Case ID: ga-app_27/html/0288-01.html
Source: Caselaw Access Project
Author: {"author": "Broyles, C. J. Bloodworth, J.,", "license": "Public Domain", "url": "https://static.case.law/"}
Date Created: 2024-08-24T03:29:51.129683

12432.
    DALTON v. THE STATE.
    1. The ground of the motion for a new trial based upon alleged newly discovered evidence cannot be considered, since there is no affidavit by the movant’s counsel that they did not before the trial know of the existence of such evidence, and that it could not have been discovered by the exercise of ordinary diligence.
    2. The charge of the court was full and fair and was not subject to the exception taken.
    3. The verdict was amply authorized by the. evidence, and the refusal to grant a new trial was not error.
    Decided July 12, 1921.
    Indictment for assault with intent to rape; from Catoosa superior court — -Judge Tarver. March 25, 1921.
    
      W. E. Mann, Gordon Mann, for plaintiff in error.
    
      J. M. Lang, solicitor-general, contra.
   Broyles, C. J.

The indictment in this case charged an assault and battery with intent to commit rape, and this case is therefore distinguished from Owens v. State, 9 Ga. App. 441 (71 S. E. 680), relied on by counsel for the plaintiff in error; for in that case no battery was charged, and this court held that as no battery was charged in the indictment, the accused could not be convicted of an assault and battery.
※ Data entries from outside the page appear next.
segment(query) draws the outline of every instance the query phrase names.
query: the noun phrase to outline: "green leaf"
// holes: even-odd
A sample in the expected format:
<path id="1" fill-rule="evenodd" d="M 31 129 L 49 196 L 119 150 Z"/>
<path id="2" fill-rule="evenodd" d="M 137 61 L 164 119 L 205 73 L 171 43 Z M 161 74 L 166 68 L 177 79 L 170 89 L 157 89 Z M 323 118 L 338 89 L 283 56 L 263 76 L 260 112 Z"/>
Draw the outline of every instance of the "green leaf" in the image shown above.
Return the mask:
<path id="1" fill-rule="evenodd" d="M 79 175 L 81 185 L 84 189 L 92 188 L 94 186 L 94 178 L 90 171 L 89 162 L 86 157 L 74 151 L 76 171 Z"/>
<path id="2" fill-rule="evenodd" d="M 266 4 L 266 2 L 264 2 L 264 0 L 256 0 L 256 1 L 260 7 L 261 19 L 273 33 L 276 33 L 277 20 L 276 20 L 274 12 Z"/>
Upon the trial the evidence adduced amply authorized a finding that an assault and battery had been committed by the accused, and did not demand a finding that it had been committed with intent to rape. The court therefore did not err in submitting to the jury the question whether the accused was guilty of an assault with intent to rape, or merely of an assault and battery. While it is true, as was stated by Judge Bussell in Gibson v. State, 10 Ga. App. 117 (72 S. E. 944), that “an assault with intent to induce consent to sexual intercourse on the part of a female child under the age of consent is not assault and battery, but assault with intent to rape,” it is also obviously true that if the assault and battery was made by the accused on the female child without the intent to induce her consent to sexual intercourse, but merely with intent to gratify his passion by rubbing his private parts upon some portion of her person, he would be guilty of an assault and battery, and not of an assault with intent to rape. These questions were properly submitted to the jury in the charge of the court, and the verdict of assault and battery was amply authorized by the evidence.

Judgment affirmed.

Luke, J., concurs. Bloodworth, J., dissents.

Bloodworth, J.,

dissenting. I can not agree with the majority of the court in their opinion in this case, except as to the ruling stated in the first headnote. The evidence for the State was uncontradicted and unimpeached, and, if believed, demanded a verdict of guilty as charged. If the statement of the defendant was true, he should have been acquitted. There is no middle ground; and, in my opinion, it was error requiring the grant of a new trial for the judge to charge the jury on assault and battery. Gibson v. State, 10 Ga. App. 117 (72 S. E. 944).